Barberini Analytics

A suite of data mining, analytics, and visualization solutions to create an awesome dashboard for the Museum Barberini, Potsdam, in order to help them analyze and assess customer, advertising, and social media data!

This solution has been originally developed in part of a Data Analytics project run as a cooperation of the Museum Barberini (MB) and the Hasso Plattner Institute (HPI) in 2019/20 (see Credits below). The project comprises a data mining pipeline that is regularly run on a server and feeds several visualization dashboards that are hosted in a Power BI app. For more information, see also the following resources:

System architecture slides
Original project description (organizational) (German)
Original project description (technical) (German)
Final press release (German)
Official presentation video (mirror on YouTube)

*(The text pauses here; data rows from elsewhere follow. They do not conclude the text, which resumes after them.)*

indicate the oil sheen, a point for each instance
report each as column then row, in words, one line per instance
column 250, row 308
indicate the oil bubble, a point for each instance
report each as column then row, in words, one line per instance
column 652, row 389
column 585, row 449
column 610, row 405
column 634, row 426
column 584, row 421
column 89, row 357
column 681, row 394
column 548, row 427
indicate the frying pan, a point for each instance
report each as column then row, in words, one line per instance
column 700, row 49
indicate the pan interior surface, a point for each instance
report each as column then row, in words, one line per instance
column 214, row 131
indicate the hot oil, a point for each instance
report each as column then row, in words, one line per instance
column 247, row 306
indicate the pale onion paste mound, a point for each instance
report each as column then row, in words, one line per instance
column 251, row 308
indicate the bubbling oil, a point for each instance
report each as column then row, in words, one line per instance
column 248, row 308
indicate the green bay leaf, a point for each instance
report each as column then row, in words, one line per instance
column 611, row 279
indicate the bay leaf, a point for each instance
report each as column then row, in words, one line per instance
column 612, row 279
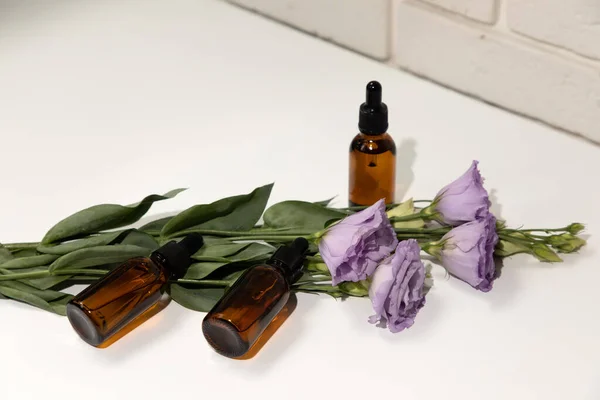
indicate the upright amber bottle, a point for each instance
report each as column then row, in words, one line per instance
column 236, row 322
column 111, row 304
column 372, row 174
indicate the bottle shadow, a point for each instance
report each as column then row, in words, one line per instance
column 269, row 348
column 144, row 331
column 405, row 159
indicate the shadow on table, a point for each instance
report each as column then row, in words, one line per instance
column 270, row 349
column 145, row 331
column 405, row 160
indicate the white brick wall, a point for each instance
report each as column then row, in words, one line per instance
column 537, row 57
column 479, row 10
column 362, row 25
column 571, row 24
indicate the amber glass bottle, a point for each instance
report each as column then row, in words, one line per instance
column 115, row 301
column 236, row 322
column 372, row 174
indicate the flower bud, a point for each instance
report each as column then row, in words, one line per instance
column 566, row 243
column 403, row 210
column 356, row 289
column 316, row 266
column 575, row 228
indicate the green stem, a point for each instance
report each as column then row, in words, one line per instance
column 81, row 271
column 203, row 282
column 254, row 235
column 21, row 246
column 516, row 240
column 411, row 217
column 275, row 238
column 565, row 229
column 45, row 274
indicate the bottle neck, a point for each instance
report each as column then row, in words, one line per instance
column 162, row 262
column 288, row 273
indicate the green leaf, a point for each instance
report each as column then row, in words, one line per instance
column 221, row 249
column 155, row 226
column 102, row 217
column 102, row 239
column 324, row 203
column 5, row 254
column 47, row 300
column 94, row 256
column 202, row 269
column 233, row 277
column 24, row 253
column 234, row 252
column 237, row 213
column 200, row 299
column 300, row 215
column 47, row 282
column 255, row 251
column 141, row 239
column 29, row 262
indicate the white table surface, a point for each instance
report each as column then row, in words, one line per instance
column 111, row 101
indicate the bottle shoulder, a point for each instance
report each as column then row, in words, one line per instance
column 373, row 144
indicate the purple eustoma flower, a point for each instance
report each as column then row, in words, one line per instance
column 468, row 252
column 397, row 287
column 353, row 247
column 463, row 200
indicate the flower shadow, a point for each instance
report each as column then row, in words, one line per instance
column 496, row 207
column 405, row 159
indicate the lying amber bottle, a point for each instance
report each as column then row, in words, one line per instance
column 114, row 302
column 372, row 164
column 237, row 321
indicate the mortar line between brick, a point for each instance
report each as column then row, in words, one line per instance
column 388, row 56
column 557, row 128
column 389, row 61
column 507, row 33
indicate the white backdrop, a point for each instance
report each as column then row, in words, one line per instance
column 110, row 101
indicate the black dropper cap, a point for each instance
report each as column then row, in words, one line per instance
column 290, row 258
column 372, row 116
column 176, row 256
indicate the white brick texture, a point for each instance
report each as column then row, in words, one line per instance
column 362, row 25
column 499, row 69
column 572, row 24
column 479, row 10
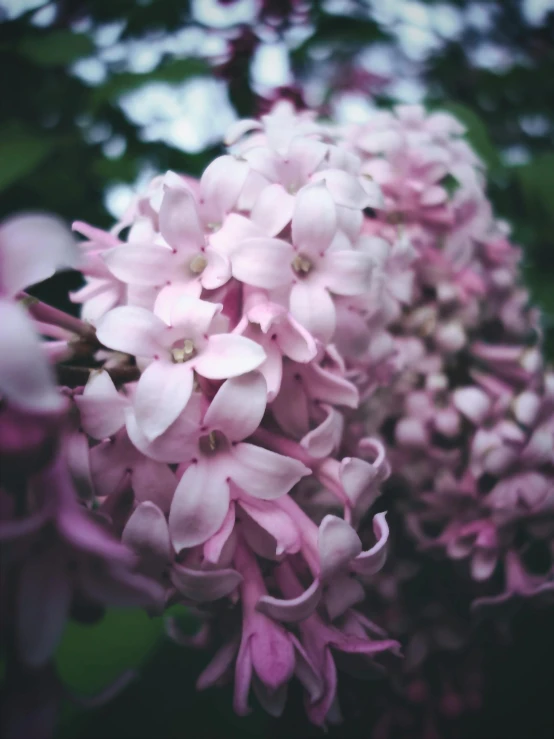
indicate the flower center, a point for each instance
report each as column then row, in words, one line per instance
column 301, row 265
column 180, row 354
column 198, row 264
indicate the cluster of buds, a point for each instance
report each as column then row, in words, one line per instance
column 258, row 351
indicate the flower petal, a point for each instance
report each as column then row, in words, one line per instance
column 101, row 407
column 338, row 544
column 262, row 473
column 228, row 355
column 146, row 532
column 199, row 506
column 32, row 247
column 273, row 209
column 313, row 307
column 238, row 406
column 293, row 609
column 162, row 393
column 179, row 220
column 142, row 264
column 347, row 272
column 263, row 262
column 26, row 379
column 133, row 330
column 204, row 586
column 314, row 222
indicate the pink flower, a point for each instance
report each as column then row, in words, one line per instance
column 176, row 349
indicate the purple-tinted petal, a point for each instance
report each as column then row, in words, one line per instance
column 228, row 355
column 273, row 209
column 133, row 330
column 204, row 586
column 313, row 307
column 238, row 406
column 263, row 262
column 338, row 544
column 199, row 506
column 371, row 561
column 101, row 407
column 179, row 221
column 141, row 264
column 314, row 222
column 43, row 601
column 26, row 379
column 262, row 473
column 162, row 393
column 146, row 533
column 32, row 247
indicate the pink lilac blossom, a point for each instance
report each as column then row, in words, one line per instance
column 317, row 320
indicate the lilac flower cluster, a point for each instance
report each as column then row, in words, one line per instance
column 259, row 350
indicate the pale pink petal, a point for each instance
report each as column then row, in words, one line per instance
column 338, row 544
column 162, row 393
column 262, row 473
column 472, row 403
column 218, row 270
column 276, row 523
column 32, row 247
column 306, row 672
column 325, row 438
column 142, row 264
column 146, row 532
column 170, row 294
column 347, row 272
column 295, row 342
column 219, row 665
column 153, row 482
column 263, row 262
column 101, row 407
column 371, row 561
column 228, row 355
column 292, row 609
column 133, row 330
column 314, row 222
column 342, row 593
column 356, row 475
column 216, row 543
column 233, row 232
column 192, row 316
column 313, row 307
column 331, row 388
column 43, row 601
column 221, row 185
column 179, row 443
column 179, row 221
column 272, row 369
column 345, row 189
column 238, row 406
column 204, row 586
column 26, row 379
column 273, row 209
column 199, row 506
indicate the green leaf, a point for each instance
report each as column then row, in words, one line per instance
column 171, row 72
column 90, row 657
column 20, row 153
column 477, row 134
column 56, row 48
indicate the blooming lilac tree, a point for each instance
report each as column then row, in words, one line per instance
column 323, row 337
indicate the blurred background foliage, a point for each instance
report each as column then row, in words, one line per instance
column 98, row 95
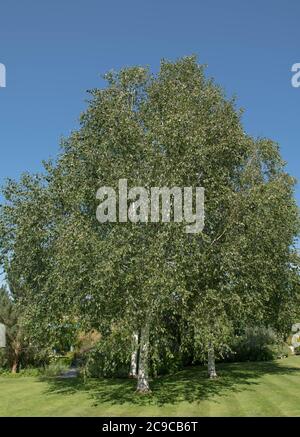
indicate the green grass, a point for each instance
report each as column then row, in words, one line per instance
column 242, row 389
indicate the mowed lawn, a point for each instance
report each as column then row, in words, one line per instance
column 242, row 389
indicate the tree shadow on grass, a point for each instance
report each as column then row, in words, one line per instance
column 189, row 385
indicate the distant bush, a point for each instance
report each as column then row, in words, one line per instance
column 258, row 344
column 297, row 350
column 55, row 369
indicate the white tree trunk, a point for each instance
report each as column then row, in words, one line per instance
column 211, row 363
column 143, row 377
column 134, row 355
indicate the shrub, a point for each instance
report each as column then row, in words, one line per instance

Note regarding reuse for other projects

While this solution has been tailored for the individual needs of the MB and the overall project is characterized by the structure of a majestic monolith, we think that it contains some features and components that have great potential for being reused as part of other solutions. In particular, these features include the following highlights:

Gomus binding: Connectors and scrapers for accessing various data sources from the museum management system go~mus. See src/gomus and the relevant documentation.
Apple App Store Reviews binding: Scraper for fetching all user reviews about an app in the Apple App Store. See src/apple_appstore and the relevant documentation.
Visitor Prediction: Machine-Learning (ML) based solution to predict the future number of museum visitors by extrapolating historic visitor data. See src/visitor_prediction.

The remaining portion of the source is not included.